Viele Experten warnten schon im Sommer vor der vierten Corona-Welle und ihren möglichen Ausmaßen, hören wollte das allerdings kaum einer. Die Virologin Ulrike Protzer von der TU München erklärte das im Interview mit dem ARD-Morgenmagazin mit einer gewissen Abstumpfung in der Bevölkerung und mit einem Versagen der Politik: "Es waren einfach alle sehr beschäftigt mit Wahlkampf, dann mit Koalitionsverhandlungen und man muss ja auch ganz ehrlich sagen, auch die Menschen wollten von dem Virus natürlich nichts mehr hören. Das war einfach im Sommer nicht populär. Und obwohl viele vorhergesagt haben, dass wir wieder in ein Problem laufen werden, wollte es einfach keiner so richtig wahrhaben."

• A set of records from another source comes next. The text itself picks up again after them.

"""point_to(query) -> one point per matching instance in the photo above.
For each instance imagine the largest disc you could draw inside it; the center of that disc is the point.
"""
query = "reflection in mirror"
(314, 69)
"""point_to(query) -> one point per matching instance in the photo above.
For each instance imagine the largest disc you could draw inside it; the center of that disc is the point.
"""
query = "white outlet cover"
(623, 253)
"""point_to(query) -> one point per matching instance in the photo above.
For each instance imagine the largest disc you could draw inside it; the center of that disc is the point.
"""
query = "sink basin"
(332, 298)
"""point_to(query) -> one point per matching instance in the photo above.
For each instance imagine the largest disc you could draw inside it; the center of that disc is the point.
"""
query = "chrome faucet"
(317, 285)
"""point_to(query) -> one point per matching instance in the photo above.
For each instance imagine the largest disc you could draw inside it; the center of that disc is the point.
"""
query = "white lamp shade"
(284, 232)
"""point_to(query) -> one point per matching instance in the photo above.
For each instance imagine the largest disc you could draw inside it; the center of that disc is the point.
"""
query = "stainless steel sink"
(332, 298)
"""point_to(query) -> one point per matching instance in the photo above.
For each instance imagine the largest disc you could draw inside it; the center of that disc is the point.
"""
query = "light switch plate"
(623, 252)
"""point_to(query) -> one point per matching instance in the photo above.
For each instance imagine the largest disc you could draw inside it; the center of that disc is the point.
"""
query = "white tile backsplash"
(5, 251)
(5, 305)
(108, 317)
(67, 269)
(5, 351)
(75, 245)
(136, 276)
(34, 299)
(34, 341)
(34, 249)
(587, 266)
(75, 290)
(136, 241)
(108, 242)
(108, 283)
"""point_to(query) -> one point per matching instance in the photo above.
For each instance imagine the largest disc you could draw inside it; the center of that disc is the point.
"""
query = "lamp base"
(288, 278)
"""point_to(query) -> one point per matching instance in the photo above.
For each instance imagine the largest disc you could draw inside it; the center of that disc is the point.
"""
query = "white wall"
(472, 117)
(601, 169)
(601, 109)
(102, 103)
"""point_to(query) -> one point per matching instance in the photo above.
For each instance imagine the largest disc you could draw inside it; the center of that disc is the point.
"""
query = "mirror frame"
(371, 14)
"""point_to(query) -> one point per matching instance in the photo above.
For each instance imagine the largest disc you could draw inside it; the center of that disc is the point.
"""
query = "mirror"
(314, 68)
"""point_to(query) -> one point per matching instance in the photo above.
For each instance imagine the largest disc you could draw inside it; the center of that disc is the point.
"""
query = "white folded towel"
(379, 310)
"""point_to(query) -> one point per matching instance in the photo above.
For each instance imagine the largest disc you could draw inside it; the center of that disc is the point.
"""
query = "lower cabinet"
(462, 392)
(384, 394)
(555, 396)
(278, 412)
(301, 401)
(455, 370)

Virologin Protzer empfiehlt freiwillige Kontakteinschränkung
Nach Ansicht Protzers reichen die derzeitigen Maßnahmen, die am vergangenen Donnerstag vom Corona-Gipfel von Bund und Ländern beschlossenen Maßnahmen nicht aus, um den Anstieg der Corona-Zahlen zu brechen. Damit in diesem Jahr noch ein schönes Weihnachtsfest gefeiert werden könne, müsse nun jeder seine Kontakte einschränken. "Wenn wir uns alle gemeinsam anstrengen - und das heißt leider auch unsere Kontakte reduzieren, solange die Zahlen noch so hoch sind -, haben wir noch eine Chance", so Protzer. Es gehe nicht um einen Lockdown, betonte sie, sondern um freiwillige Kontaktreduzierung, etwa den Verzicht auf große Feiern.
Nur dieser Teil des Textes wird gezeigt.